To Have and Have Not for MSPs
According to Omdia, providers of next-gen AI and security services are pulling away from the pack. Plus: Certinia’s project management play and BetterTracker’s latest exercise in radical honesty.
It’s a sign of how healthy the managed services sector is, all in all, that a double-digit growth projection is just a touch deflating.
And yet that was my first reaction to the news that the analyst team at Omdia is forecasting a 10% revenue bump for MSPs this year in their 2026 MSP Trends and Predictions Report.
Actually, to dial up the disappointment factor a bit: a) the prediction is for 10% revenue growth in a best-case scenario, and b) they also expect overall IT spending to rise 10.2%. Which means that in a departure from recent trends, managed services growth will slightly trail the rest of the IT industry overall.
If everything goes as well as possible, that is. It’s conceivable, though unlikely, that MSP top lines grow a mere five to six percent.
“Which I think would essentially be flat if you count inflation in prices and acquisition-related growth,” says Robin Ody, Omdia’s head of MSP research, during an appearance on the latest episode of the podcast I co-host. This is the first time he’s ever made best- and worst-case predictions, Ody noted during that conversation, but then again it’s also the first time he’s made predictions of any kind under conditions quite this resistant to forecasting.
“Around the world, we’re seeing significant difficulties from an end customer perspective in terms of budget planning for the next year, because people don’t necessarily know where markets are going to be, they don’t necessarily know where GDP is going, and they don’t necessarily know where the growth is coming from,” Ody (pictured) observes.
They don’t know where tariffs will be, where interest rates and inflation are going, what gas will cost, and where the hardware makers they buy from will get DRAM, assuming they can get it at all, either.
All of that is beyond any MSP’s control, of course, but there’s a longer-term issue very much in their control that dovetails with a lot of what I’ve been talking about in recent months.

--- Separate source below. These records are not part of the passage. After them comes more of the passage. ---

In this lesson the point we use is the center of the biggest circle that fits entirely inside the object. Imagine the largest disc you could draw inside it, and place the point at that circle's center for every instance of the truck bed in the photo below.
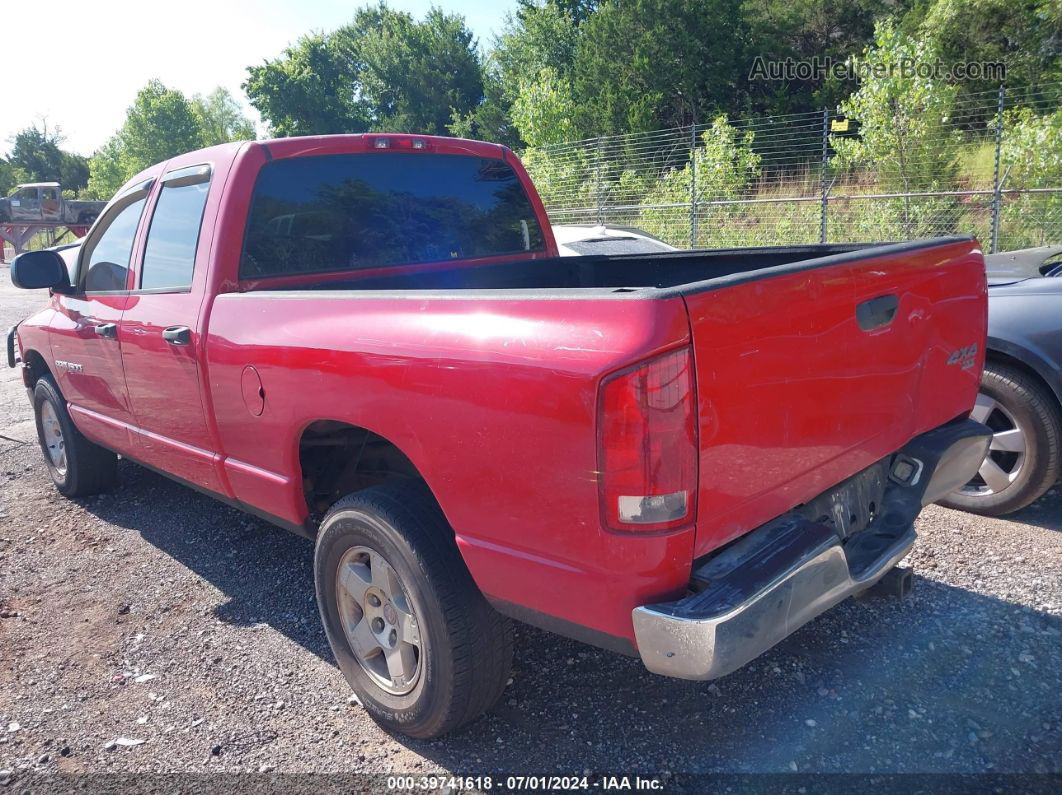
(673, 273)
(812, 362)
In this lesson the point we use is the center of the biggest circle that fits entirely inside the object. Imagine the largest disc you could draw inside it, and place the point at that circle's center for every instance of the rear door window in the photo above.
(339, 212)
(169, 255)
(105, 260)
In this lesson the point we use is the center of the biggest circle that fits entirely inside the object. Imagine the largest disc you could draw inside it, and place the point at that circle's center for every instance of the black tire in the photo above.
(1037, 413)
(89, 468)
(465, 646)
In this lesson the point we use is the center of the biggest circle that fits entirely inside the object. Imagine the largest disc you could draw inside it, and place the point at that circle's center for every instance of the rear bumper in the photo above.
(777, 577)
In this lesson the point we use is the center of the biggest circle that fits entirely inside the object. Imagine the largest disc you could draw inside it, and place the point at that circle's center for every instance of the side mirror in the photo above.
(36, 270)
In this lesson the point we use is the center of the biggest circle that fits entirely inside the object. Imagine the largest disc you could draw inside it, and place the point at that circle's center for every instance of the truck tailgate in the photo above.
(808, 373)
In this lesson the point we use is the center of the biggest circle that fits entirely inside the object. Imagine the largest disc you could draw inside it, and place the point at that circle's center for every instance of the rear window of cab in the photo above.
(340, 212)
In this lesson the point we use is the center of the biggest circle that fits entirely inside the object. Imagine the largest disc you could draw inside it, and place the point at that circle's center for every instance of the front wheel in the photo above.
(411, 633)
(1024, 458)
(78, 467)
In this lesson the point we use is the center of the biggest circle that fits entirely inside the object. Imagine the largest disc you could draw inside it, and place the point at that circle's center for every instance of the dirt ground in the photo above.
(154, 629)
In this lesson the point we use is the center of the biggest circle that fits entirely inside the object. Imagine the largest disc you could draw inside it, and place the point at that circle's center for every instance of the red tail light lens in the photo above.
(647, 444)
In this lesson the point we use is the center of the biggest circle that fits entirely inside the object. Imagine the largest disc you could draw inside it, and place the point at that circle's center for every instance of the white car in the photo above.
(577, 240)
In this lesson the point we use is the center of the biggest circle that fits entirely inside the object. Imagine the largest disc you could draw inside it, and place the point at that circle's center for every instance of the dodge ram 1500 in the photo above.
(371, 341)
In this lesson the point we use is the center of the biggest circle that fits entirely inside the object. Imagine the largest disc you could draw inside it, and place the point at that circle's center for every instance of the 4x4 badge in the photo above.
(964, 357)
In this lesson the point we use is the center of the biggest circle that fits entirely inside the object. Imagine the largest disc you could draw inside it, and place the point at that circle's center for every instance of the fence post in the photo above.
(599, 187)
(692, 185)
(996, 186)
(823, 187)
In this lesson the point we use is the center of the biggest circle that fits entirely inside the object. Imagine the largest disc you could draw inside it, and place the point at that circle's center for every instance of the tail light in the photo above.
(647, 445)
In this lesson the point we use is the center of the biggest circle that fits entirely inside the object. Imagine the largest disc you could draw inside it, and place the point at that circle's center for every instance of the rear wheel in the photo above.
(413, 636)
(1024, 458)
(78, 467)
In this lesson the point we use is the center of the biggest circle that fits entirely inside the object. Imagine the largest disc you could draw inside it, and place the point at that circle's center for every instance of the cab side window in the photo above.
(105, 262)
(169, 254)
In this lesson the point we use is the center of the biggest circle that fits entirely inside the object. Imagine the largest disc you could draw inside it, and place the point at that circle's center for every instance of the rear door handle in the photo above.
(177, 335)
(876, 312)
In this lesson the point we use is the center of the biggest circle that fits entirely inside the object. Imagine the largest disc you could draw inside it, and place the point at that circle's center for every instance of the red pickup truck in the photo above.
(370, 341)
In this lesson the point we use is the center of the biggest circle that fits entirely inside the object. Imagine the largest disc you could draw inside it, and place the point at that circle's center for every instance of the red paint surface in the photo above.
(494, 399)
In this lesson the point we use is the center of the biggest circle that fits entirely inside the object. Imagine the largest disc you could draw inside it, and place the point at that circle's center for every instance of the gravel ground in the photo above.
(157, 616)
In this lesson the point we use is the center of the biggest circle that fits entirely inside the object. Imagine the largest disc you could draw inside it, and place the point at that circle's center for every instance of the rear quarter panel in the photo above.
(793, 397)
(494, 401)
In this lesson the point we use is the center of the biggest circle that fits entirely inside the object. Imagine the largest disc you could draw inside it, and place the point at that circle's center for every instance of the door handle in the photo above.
(876, 312)
(177, 335)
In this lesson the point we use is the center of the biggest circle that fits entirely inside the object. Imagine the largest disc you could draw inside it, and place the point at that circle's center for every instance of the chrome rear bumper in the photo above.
(777, 577)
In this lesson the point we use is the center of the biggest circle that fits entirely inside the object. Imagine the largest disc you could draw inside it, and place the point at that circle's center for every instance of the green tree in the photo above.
(907, 139)
(310, 89)
(544, 110)
(384, 70)
(107, 172)
(36, 156)
(648, 64)
(36, 152)
(159, 124)
(1032, 157)
(803, 30)
(10, 176)
(220, 118)
(1023, 34)
(416, 76)
(725, 166)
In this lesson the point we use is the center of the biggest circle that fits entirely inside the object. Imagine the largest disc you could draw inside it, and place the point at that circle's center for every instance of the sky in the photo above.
(79, 65)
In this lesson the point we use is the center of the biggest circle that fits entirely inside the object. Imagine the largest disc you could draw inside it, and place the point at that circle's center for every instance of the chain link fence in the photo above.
(992, 168)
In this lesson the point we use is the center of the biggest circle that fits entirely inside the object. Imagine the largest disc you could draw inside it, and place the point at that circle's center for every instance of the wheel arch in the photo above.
(36, 365)
(338, 458)
(1022, 360)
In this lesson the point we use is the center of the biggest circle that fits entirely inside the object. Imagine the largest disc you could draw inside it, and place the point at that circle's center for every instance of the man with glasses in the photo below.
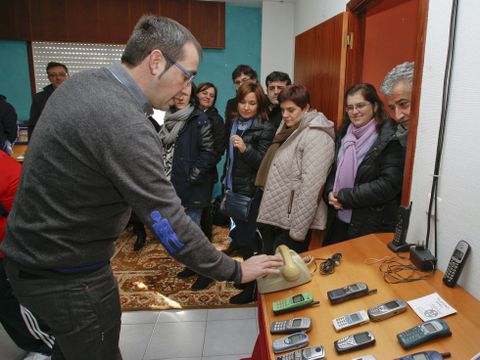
(89, 164)
(240, 75)
(57, 74)
(275, 82)
(397, 87)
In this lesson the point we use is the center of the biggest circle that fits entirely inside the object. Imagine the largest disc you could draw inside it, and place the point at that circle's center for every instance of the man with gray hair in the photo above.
(88, 165)
(397, 87)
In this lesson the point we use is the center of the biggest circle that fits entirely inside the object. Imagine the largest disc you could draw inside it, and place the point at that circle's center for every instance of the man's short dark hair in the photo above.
(244, 69)
(278, 76)
(55, 64)
(157, 32)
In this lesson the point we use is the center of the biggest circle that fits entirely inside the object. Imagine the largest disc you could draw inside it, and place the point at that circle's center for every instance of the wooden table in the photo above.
(19, 150)
(465, 324)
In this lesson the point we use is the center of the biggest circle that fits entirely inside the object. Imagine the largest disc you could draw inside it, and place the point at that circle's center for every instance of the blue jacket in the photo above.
(193, 159)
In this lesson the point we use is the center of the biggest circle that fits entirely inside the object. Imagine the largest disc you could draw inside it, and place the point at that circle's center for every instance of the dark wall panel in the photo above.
(105, 21)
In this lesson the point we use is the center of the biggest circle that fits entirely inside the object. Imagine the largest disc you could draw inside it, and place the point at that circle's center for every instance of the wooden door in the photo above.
(320, 58)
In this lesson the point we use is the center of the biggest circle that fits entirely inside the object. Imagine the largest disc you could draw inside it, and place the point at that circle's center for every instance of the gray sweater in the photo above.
(93, 158)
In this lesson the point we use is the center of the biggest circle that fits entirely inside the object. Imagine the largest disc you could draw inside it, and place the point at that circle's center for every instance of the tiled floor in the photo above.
(217, 334)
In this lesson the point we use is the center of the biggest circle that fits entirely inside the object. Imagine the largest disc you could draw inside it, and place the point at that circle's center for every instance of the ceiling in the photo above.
(251, 3)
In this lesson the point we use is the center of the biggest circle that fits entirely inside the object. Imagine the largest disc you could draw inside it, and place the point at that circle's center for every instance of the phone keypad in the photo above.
(279, 325)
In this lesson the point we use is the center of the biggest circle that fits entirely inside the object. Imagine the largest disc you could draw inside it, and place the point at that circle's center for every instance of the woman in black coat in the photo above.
(188, 152)
(364, 186)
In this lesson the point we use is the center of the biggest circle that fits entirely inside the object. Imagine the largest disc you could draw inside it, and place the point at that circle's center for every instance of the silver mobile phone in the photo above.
(387, 309)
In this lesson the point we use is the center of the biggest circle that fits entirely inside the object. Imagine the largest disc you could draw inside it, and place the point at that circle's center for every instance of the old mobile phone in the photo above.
(387, 310)
(310, 353)
(348, 292)
(293, 303)
(350, 320)
(354, 342)
(365, 357)
(398, 244)
(290, 342)
(292, 325)
(456, 263)
(423, 332)
(426, 355)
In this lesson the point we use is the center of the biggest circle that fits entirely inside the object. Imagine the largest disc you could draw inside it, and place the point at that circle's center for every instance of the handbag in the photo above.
(236, 206)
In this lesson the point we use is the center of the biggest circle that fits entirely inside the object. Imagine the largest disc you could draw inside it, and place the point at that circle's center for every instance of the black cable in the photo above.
(441, 132)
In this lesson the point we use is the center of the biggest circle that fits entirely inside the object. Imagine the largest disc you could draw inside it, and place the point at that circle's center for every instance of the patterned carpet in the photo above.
(147, 278)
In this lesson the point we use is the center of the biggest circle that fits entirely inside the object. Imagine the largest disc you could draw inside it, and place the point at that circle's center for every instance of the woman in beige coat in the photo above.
(293, 173)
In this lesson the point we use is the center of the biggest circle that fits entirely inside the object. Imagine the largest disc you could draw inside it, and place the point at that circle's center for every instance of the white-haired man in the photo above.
(397, 87)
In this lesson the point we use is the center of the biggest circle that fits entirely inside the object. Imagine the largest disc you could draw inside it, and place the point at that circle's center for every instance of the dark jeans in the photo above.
(244, 232)
(82, 309)
(274, 236)
(13, 323)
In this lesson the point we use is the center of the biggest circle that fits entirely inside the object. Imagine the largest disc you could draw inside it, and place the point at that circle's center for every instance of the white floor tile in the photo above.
(232, 313)
(134, 340)
(139, 317)
(230, 337)
(182, 315)
(176, 340)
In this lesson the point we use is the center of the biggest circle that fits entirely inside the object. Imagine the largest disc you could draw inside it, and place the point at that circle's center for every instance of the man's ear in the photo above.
(156, 62)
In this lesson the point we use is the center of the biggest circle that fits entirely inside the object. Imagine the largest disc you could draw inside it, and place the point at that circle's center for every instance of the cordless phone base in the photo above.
(399, 247)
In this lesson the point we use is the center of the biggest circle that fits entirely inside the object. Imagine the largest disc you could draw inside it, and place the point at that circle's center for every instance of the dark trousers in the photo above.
(245, 232)
(82, 309)
(13, 323)
(274, 236)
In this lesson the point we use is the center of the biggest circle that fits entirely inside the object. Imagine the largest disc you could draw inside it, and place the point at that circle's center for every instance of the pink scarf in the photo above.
(355, 145)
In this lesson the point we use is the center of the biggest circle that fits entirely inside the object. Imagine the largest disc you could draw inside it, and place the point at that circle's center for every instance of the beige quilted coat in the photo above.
(291, 198)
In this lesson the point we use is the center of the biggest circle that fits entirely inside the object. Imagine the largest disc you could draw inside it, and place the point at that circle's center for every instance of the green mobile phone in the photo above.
(293, 303)
(423, 332)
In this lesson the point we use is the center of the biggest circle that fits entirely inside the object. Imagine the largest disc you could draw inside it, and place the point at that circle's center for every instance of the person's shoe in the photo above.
(201, 283)
(37, 356)
(139, 243)
(249, 294)
(186, 273)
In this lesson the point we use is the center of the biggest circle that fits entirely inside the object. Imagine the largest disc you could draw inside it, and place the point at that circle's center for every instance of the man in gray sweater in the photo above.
(88, 165)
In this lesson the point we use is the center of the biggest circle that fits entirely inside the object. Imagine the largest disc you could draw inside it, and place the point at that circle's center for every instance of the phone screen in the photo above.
(361, 338)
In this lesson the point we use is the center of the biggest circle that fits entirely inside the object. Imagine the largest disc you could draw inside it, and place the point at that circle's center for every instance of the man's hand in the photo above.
(260, 265)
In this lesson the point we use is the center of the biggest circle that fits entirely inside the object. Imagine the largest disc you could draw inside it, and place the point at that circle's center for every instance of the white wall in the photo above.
(309, 13)
(459, 190)
(278, 43)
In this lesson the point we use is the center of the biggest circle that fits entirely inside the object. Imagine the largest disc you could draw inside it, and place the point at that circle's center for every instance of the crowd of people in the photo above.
(293, 171)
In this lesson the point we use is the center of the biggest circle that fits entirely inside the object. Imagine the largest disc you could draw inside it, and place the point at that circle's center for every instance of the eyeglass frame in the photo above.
(359, 106)
(191, 76)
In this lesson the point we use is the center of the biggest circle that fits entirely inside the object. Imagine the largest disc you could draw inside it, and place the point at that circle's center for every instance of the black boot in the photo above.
(246, 296)
(141, 238)
(186, 273)
(201, 283)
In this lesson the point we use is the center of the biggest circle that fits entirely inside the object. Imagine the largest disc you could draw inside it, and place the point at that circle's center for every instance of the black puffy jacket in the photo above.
(257, 138)
(193, 160)
(218, 130)
(375, 197)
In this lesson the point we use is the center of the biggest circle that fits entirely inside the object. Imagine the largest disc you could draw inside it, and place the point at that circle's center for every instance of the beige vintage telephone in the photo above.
(293, 273)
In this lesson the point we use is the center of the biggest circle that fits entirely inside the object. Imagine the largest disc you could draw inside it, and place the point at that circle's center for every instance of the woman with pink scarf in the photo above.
(363, 189)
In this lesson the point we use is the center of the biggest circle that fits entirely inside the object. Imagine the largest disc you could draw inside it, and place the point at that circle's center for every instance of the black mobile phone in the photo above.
(354, 342)
(399, 244)
(456, 263)
(348, 292)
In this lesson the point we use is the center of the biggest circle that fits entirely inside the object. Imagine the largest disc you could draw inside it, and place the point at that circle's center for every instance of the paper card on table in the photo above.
(431, 307)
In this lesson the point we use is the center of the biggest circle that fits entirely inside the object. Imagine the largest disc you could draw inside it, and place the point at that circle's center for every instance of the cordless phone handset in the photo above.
(289, 270)
(348, 292)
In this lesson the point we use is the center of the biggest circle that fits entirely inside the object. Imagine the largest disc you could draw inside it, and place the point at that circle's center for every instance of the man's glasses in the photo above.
(359, 107)
(189, 76)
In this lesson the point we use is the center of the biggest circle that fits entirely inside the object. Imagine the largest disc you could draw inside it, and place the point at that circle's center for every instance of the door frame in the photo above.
(358, 10)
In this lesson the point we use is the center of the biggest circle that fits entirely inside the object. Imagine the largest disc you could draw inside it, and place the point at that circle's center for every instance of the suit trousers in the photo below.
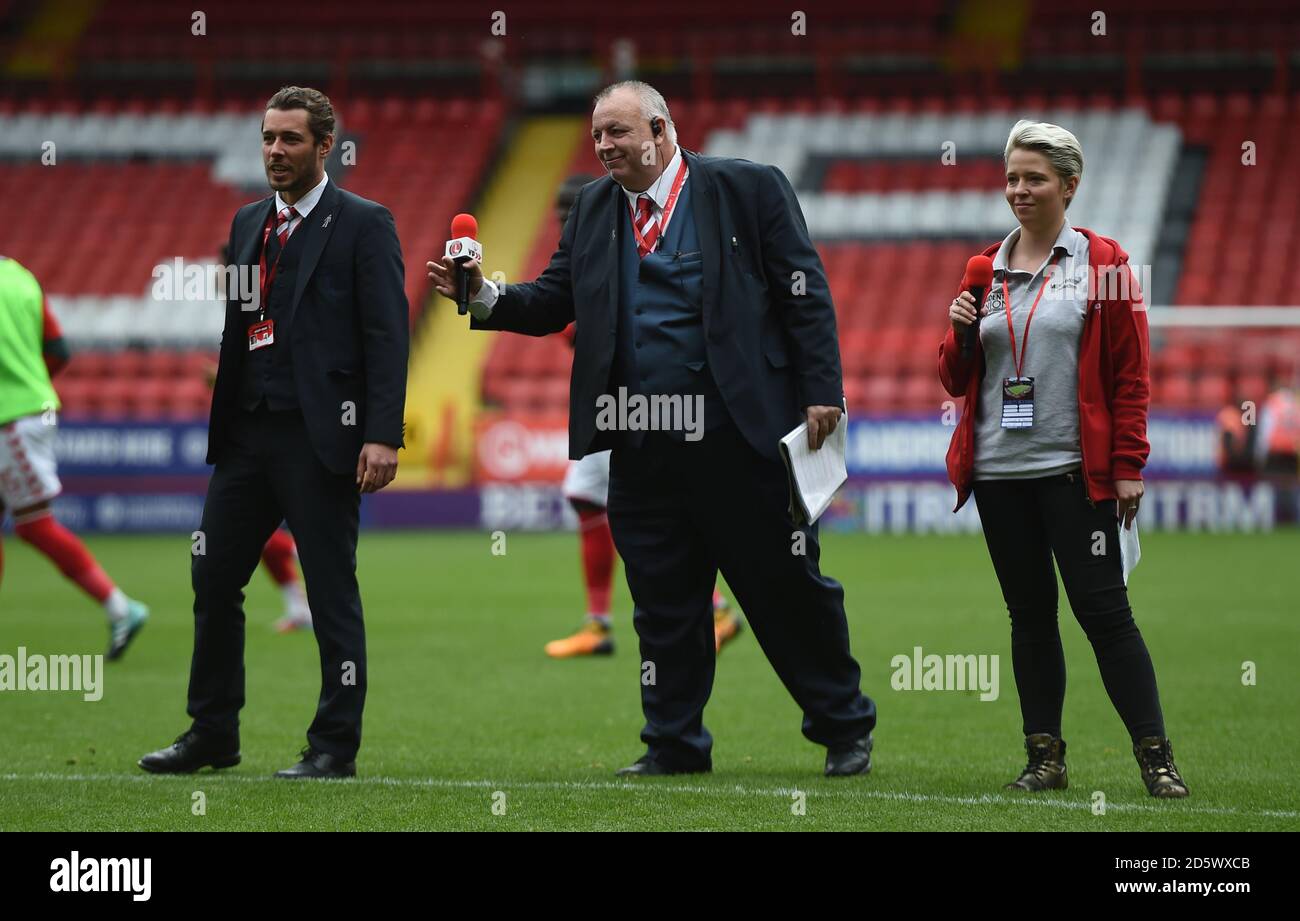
(1027, 523)
(680, 511)
(268, 472)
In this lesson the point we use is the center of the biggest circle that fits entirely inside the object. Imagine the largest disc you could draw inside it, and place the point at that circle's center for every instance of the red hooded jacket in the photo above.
(1114, 380)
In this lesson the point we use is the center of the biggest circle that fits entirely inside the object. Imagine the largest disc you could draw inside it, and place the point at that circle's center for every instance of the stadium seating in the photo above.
(135, 185)
(895, 228)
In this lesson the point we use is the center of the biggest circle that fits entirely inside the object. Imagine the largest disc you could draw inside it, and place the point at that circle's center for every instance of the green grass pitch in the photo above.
(464, 710)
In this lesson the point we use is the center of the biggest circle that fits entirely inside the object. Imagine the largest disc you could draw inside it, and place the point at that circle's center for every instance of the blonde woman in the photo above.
(1052, 444)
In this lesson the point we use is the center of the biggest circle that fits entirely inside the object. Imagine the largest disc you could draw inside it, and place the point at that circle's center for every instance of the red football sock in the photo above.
(66, 552)
(278, 554)
(597, 558)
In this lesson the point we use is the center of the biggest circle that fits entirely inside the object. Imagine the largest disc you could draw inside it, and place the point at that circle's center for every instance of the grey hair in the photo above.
(653, 104)
(1056, 143)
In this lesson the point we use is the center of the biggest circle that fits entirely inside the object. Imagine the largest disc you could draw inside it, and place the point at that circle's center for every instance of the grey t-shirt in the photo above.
(1051, 445)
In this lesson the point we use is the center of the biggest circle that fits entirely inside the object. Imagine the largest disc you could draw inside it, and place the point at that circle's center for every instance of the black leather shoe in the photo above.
(1045, 766)
(648, 766)
(317, 766)
(849, 760)
(190, 752)
(1158, 772)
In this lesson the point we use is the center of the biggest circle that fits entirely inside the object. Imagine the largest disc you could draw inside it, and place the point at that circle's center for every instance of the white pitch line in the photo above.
(653, 786)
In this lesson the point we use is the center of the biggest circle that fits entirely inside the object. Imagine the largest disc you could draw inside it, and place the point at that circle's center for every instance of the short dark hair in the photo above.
(320, 113)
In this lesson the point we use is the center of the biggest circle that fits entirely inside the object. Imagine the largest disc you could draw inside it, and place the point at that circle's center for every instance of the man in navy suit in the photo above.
(694, 284)
(306, 416)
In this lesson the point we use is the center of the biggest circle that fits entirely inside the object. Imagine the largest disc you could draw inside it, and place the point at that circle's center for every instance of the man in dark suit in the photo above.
(306, 415)
(694, 277)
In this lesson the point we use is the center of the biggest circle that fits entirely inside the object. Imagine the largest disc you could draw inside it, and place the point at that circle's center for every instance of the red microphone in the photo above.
(978, 280)
(462, 247)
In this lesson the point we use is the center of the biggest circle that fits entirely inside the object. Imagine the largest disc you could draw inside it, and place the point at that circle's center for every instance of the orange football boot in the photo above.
(592, 639)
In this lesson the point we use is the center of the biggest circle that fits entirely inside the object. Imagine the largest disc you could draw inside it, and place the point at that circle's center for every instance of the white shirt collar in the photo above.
(661, 187)
(1065, 245)
(307, 202)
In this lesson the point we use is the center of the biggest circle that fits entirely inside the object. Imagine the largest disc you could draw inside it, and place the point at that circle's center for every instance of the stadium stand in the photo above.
(103, 234)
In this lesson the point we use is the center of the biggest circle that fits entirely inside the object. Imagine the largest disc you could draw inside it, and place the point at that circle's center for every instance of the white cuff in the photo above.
(482, 303)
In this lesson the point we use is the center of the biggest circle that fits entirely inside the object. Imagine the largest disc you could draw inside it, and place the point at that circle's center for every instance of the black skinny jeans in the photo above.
(1026, 523)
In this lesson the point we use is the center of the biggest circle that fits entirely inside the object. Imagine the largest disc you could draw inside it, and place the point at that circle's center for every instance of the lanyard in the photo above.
(264, 276)
(1006, 308)
(667, 211)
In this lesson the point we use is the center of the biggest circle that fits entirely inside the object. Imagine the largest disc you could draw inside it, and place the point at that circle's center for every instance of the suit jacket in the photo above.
(767, 314)
(347, 327)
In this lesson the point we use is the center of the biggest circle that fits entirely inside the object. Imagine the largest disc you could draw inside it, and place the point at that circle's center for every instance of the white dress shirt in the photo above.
(302, 206)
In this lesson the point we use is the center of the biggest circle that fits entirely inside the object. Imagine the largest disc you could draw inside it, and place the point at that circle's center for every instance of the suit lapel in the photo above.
(247, 255)
(317, 226)
(705, 208)
(615, 215)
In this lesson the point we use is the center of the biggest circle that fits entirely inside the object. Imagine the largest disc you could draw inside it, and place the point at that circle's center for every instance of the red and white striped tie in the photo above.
(646, 225)
(282, 223)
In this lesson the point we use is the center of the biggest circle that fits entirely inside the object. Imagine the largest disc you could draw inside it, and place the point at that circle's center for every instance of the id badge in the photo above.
(261, 334)
(1017, 402)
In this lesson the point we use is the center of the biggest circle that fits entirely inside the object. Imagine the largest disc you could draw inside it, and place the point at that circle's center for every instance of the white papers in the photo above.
(814, 475)
(1130, 550)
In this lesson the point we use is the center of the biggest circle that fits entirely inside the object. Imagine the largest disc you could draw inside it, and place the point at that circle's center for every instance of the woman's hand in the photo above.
(962, 311)
(1129, 497)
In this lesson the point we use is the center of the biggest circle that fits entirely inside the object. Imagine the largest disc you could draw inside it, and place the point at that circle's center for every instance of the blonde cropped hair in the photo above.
(1056, 143)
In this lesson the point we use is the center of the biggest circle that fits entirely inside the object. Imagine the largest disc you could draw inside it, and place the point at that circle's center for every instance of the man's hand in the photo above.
(1127, 498)
(822, 422)
(443, 275)
(376, 467)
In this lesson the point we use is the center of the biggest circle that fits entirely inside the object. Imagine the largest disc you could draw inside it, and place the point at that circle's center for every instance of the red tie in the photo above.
(282, 223)
(646, 225)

Revenue will rise 10% for MSPs in aggregate this year, but at a range of rates for MSPs individually. And according to Ody, the distance between the top of that range and the bottom is growing wider.
“Where previously you may have expected more and more of the partners to actually be growing at or close to the market rate, I think we’re actually seeing a bifurcation between the haves and the have-nots,” he says.
At a high level, what the haves have that the have-nots lack is a business model aligned with where managed services have been headed since even before N-able’s John Pagliuca first predicted a have/have-not split among MSPs here in Channelholic. Pricing on commoditized last-generation network, endpoint, and cloud management services has hit a ceiling that it’s unlikely to break through any time soon, Ody notes. As a result, the best way for MSPs to grow profits as well as revenue is to offer next-generation services valuable enough to command strong margins.
“You have to have managed security services capability. You have to have advisory services around compliance and regulation. You have to have capability around AI management, particularly from the vertical requirement of each customer,” Ody says. “It’s easier said than done.”
Indeed. Not every MSP can afford to develop all those capabilities and not every end user can afford to buy them, especially at a time when they don’t know what everything else is going to cost them.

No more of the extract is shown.